During the Cabinet meeting, she pledged to do her best to redress all such problems, ordering a complete overhaul of the country’s safety system and the creation of a government agency in charge of handling large-scale accidents.
Notably, she harshly rebuked the officialdom, vowing a drastic reform of the bureaucracy, which she said was steeped in inertia, negligence and self-interest, and quick to avoid responsibility. Such criticism contrasted with her initial treatment of bureaucrats as the main drivers of her key policy agenda.
Korea’s government system was certainly instrumental in having directed the postwar economic ascension that enabled the country to reach the ranks of the developed world. But it has not kept up with the advancement and innovation in other sectors of the nation.
All its problems and weaknesses were epitomized in the poor handling of the ship sinking. The lack of expertise and coordination between different agencies was sorely conspicuous.

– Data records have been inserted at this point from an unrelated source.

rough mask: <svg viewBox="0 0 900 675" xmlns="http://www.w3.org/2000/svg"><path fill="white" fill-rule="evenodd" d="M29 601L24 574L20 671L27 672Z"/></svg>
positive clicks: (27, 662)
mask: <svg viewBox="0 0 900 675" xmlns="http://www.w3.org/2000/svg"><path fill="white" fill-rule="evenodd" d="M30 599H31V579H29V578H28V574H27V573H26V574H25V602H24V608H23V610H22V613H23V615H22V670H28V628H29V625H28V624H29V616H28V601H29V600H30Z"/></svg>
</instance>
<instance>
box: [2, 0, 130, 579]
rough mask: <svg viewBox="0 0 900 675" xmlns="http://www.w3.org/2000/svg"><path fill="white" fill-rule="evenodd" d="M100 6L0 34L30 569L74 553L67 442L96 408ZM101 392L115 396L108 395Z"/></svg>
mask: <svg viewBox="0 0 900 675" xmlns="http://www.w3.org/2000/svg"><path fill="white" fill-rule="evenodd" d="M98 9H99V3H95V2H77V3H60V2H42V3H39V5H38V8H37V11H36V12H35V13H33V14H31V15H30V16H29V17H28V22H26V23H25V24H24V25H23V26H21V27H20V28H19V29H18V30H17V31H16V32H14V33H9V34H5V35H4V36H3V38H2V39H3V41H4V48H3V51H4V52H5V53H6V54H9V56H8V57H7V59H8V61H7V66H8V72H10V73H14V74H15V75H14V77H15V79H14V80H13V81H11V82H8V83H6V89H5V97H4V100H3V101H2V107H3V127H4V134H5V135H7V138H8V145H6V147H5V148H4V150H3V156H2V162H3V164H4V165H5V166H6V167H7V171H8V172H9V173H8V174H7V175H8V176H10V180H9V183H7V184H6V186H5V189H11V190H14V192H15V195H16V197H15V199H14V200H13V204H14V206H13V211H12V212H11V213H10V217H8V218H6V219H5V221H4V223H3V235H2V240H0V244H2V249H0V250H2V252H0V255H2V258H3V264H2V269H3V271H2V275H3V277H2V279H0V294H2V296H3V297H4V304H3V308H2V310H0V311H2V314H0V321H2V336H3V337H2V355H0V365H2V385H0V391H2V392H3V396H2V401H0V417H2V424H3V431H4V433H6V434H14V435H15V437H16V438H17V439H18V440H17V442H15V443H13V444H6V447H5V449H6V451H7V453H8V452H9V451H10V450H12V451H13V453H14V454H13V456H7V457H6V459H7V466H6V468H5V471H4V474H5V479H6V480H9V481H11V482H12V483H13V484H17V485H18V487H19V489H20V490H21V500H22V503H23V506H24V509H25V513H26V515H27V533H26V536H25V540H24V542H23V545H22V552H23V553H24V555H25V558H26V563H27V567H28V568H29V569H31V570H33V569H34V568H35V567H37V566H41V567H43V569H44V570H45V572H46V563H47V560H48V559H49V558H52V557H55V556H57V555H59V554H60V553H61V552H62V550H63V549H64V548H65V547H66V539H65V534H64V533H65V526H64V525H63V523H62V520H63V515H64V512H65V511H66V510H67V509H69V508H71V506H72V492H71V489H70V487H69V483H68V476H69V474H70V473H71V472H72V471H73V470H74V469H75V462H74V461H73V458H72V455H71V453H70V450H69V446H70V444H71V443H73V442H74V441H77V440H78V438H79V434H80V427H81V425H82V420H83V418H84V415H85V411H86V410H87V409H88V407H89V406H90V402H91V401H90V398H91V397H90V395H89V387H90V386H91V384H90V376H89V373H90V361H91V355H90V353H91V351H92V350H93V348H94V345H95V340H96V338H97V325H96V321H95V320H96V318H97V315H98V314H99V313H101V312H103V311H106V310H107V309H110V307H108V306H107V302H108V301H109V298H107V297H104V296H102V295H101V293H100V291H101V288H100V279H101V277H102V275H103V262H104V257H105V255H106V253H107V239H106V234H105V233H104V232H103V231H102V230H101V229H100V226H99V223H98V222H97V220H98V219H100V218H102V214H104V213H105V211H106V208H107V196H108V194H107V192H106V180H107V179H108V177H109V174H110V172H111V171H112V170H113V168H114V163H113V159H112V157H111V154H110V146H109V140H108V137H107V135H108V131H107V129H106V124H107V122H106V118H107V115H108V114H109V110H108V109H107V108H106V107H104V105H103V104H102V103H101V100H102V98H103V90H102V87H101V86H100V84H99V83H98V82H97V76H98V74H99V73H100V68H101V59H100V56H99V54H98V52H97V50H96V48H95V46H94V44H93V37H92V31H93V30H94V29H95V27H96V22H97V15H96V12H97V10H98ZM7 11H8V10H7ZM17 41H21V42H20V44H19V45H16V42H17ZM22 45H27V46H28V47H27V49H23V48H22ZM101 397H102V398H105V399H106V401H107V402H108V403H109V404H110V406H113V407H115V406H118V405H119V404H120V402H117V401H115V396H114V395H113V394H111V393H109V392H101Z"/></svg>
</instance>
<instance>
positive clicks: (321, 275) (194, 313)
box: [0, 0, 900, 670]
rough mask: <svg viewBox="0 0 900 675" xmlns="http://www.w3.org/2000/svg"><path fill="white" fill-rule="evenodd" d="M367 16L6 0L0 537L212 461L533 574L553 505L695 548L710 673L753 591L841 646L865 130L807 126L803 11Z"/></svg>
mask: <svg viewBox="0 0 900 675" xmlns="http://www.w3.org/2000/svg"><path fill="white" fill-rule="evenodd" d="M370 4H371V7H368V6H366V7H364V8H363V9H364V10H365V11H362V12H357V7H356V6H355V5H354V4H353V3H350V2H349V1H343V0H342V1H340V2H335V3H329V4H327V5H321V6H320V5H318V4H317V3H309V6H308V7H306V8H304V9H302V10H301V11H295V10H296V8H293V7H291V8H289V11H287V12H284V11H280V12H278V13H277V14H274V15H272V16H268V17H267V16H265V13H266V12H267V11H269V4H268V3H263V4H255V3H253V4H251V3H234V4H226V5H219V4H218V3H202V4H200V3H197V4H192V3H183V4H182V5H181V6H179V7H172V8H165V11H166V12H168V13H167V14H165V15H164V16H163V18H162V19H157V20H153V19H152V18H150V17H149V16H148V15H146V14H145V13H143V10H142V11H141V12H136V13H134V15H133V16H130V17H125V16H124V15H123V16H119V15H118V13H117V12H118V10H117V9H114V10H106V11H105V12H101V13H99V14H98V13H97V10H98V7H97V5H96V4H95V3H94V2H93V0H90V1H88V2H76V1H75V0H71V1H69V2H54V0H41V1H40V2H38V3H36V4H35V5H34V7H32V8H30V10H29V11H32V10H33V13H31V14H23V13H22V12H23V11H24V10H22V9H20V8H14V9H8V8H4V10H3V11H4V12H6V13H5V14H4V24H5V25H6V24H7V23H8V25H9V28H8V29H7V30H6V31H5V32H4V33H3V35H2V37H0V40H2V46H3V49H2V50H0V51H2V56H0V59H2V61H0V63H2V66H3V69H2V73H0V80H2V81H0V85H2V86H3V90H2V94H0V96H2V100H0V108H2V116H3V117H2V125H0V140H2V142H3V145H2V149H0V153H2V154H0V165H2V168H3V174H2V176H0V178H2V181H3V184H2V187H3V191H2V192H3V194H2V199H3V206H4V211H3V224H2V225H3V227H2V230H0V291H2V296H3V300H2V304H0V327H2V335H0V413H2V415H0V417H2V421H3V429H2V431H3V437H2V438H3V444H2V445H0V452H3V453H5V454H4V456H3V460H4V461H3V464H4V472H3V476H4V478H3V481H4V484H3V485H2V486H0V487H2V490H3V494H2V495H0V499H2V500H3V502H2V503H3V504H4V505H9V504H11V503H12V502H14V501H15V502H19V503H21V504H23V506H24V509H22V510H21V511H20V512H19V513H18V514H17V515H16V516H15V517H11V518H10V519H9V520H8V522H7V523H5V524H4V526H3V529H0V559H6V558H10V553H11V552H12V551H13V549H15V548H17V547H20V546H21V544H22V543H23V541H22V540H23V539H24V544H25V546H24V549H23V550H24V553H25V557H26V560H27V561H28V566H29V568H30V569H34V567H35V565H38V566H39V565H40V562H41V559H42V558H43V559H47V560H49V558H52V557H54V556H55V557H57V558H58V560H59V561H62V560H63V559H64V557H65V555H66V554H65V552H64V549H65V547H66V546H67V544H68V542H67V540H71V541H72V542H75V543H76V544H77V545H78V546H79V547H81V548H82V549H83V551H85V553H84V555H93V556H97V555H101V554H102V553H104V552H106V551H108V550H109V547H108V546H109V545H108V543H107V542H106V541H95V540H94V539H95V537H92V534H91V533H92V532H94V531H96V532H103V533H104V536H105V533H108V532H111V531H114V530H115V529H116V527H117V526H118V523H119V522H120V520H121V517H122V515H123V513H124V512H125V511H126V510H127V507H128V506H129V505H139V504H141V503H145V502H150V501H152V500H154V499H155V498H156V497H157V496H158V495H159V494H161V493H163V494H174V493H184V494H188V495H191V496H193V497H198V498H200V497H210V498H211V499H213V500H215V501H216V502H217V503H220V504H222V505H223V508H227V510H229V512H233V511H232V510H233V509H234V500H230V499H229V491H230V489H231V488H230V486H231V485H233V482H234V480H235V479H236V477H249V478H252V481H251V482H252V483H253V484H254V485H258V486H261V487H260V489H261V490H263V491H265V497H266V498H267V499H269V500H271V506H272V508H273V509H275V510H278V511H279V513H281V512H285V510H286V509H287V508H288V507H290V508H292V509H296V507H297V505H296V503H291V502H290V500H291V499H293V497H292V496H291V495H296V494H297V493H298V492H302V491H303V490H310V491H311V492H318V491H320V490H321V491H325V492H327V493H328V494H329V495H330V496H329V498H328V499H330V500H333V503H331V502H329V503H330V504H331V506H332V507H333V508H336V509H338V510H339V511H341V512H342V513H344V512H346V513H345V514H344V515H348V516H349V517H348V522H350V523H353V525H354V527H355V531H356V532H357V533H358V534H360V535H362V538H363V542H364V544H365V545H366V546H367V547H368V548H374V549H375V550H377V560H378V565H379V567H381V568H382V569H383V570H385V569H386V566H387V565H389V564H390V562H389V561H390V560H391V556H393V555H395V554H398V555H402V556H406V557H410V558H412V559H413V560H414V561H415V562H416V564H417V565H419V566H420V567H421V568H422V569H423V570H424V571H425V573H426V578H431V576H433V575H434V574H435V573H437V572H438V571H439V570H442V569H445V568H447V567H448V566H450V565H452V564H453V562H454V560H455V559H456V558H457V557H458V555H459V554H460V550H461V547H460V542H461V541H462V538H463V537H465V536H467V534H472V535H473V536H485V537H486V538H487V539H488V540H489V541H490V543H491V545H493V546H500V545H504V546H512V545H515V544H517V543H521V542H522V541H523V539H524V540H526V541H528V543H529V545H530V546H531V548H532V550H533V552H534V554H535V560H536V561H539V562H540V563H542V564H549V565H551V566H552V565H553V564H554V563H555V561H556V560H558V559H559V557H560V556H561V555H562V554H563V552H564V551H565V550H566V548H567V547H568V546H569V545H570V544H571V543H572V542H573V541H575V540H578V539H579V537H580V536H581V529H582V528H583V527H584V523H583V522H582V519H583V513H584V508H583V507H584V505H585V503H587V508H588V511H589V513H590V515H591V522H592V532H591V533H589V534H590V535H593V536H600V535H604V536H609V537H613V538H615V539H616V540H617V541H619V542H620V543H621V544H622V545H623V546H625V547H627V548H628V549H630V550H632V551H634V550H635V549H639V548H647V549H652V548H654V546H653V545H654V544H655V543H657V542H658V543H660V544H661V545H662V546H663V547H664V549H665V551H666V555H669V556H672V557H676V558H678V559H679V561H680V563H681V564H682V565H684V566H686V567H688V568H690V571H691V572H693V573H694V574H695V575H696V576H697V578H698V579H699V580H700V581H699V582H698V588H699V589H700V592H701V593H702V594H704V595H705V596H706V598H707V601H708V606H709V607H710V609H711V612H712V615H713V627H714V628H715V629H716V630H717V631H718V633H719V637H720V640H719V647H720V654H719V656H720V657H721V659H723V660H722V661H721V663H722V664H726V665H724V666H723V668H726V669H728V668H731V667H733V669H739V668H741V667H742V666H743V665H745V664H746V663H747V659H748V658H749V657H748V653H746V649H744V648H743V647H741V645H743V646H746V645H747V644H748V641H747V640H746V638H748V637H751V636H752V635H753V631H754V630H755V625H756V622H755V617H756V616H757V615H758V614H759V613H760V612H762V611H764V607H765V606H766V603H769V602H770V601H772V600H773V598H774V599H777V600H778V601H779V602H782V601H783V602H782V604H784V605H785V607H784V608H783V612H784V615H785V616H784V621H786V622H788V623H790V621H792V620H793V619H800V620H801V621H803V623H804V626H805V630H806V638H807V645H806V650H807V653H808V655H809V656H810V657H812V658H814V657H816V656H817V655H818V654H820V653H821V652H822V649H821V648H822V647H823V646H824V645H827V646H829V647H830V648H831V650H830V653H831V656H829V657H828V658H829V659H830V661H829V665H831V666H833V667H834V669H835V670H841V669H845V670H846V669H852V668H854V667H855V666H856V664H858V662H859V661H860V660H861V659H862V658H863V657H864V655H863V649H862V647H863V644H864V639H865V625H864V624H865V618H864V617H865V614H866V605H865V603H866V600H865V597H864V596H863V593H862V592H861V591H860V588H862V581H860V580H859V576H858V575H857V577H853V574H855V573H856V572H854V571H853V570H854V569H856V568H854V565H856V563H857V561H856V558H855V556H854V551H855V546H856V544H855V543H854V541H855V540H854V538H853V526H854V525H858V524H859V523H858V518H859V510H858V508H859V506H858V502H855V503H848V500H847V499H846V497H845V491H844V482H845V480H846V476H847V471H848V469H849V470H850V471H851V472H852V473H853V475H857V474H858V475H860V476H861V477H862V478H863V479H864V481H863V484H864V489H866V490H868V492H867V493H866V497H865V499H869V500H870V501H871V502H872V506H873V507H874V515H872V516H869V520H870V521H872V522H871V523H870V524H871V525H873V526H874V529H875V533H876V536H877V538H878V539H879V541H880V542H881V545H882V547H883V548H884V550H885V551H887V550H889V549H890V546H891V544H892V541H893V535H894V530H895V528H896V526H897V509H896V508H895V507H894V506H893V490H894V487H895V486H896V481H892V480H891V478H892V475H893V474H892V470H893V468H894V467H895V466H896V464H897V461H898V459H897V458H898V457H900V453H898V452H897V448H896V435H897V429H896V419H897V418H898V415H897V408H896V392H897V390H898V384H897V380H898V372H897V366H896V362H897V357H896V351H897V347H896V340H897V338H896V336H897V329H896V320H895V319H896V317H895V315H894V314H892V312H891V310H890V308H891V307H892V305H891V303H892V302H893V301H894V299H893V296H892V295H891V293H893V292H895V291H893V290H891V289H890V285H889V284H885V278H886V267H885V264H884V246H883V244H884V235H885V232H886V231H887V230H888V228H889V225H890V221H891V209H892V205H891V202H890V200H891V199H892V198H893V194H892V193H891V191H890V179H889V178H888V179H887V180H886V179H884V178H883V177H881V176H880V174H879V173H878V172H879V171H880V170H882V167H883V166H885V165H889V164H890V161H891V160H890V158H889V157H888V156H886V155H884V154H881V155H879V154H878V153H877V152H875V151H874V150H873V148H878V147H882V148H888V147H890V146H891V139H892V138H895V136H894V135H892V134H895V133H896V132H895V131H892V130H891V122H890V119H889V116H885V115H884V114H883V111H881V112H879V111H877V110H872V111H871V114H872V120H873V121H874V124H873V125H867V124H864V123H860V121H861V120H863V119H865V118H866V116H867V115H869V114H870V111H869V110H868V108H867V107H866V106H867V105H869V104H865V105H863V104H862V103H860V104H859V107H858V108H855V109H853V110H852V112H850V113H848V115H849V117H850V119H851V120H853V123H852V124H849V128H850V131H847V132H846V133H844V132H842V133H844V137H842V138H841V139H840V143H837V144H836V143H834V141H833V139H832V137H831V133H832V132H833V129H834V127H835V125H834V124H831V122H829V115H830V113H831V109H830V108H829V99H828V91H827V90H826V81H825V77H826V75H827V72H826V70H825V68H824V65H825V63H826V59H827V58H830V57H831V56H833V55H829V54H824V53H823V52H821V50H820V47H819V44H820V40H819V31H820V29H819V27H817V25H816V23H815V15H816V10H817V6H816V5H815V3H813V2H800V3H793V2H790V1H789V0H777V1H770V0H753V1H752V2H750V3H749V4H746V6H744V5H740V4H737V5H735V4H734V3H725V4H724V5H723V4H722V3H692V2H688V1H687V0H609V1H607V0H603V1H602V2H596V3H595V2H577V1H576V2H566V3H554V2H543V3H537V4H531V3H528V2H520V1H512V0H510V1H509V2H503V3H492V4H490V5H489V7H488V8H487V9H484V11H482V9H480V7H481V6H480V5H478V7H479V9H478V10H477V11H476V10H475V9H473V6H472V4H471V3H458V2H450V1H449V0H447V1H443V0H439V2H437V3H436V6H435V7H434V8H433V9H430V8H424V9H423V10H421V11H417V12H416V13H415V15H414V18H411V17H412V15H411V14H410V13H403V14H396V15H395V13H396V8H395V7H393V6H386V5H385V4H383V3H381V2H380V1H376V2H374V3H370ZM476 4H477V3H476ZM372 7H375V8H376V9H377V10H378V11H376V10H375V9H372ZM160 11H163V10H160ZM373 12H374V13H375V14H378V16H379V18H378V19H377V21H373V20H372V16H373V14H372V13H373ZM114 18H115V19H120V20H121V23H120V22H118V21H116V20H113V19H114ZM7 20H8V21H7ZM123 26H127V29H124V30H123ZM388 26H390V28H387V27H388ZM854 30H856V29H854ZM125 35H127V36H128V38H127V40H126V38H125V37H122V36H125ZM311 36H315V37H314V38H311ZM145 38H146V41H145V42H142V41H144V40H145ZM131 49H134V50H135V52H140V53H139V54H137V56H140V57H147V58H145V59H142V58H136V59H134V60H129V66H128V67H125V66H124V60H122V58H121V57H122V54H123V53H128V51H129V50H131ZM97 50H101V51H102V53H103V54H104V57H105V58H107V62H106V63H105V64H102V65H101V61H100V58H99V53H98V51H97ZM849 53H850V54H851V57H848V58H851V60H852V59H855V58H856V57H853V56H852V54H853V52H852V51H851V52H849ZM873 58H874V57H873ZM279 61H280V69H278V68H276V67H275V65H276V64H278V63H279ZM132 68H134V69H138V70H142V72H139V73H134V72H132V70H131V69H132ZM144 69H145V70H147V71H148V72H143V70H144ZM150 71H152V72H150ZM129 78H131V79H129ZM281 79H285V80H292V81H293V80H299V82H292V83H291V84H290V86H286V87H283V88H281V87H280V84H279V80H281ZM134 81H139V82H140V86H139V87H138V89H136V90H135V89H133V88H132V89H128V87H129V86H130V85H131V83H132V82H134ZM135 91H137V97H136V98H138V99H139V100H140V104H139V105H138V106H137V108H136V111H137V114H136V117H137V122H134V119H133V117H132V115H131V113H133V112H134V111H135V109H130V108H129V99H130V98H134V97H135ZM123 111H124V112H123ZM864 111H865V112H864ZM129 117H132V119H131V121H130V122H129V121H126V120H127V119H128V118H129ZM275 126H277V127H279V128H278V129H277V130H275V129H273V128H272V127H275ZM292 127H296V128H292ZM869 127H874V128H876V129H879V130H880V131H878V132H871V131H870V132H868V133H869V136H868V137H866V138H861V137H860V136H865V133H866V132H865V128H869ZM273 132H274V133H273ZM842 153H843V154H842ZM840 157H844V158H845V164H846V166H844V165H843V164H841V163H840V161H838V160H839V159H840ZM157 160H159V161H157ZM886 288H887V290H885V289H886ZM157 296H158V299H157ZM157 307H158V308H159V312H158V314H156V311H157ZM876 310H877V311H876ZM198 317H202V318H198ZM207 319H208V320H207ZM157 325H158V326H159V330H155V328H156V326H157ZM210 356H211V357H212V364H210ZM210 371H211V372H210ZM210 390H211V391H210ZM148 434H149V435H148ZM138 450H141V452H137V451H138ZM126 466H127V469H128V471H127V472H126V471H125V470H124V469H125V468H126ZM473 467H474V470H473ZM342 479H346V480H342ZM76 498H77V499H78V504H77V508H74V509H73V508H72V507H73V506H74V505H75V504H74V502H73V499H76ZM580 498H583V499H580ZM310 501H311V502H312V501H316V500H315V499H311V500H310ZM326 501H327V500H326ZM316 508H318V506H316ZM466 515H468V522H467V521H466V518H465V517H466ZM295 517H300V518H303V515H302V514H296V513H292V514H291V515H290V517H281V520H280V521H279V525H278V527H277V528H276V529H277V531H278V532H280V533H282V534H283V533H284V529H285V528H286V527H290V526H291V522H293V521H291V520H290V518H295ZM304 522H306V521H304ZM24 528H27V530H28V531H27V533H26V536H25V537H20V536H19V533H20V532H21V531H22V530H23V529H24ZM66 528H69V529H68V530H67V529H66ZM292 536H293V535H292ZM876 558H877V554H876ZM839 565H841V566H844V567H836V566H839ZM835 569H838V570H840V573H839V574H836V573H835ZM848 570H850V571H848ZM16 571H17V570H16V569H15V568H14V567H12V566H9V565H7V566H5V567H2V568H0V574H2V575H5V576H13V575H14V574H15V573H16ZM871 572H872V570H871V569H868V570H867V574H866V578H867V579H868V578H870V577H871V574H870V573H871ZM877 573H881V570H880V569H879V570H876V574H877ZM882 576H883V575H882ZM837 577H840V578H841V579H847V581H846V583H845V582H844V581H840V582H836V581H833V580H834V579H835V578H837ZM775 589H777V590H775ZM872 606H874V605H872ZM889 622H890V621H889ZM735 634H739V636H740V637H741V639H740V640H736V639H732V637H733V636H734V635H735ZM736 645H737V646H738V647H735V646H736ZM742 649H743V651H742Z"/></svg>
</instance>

It is time for Korea to overhaul its government system to bring it into line with its economic success.
As Park noted, the closed personnel management scheme should be redressed drastically to change the perceptions and attitudes of Korea’s officialdom. To breathe new energy, creativity and a sense of public service into the bureaucracy, more opportunities should be offered for private sector experts to become civil servants.
The government has opened a limited number of posts to outsiders, but most of them remain occupied by career bureaucrats. The practice of making senior appointments based on the time served, not ability, must be reconsidered.
Park’s predecessors also attempted to reform the bureaucracy, but their will weakened as their reliance on bureaucrats grew in the latter part of their five-year term. She must prove different from them and the public anger over the ferry tragedy should serve her well in this regard.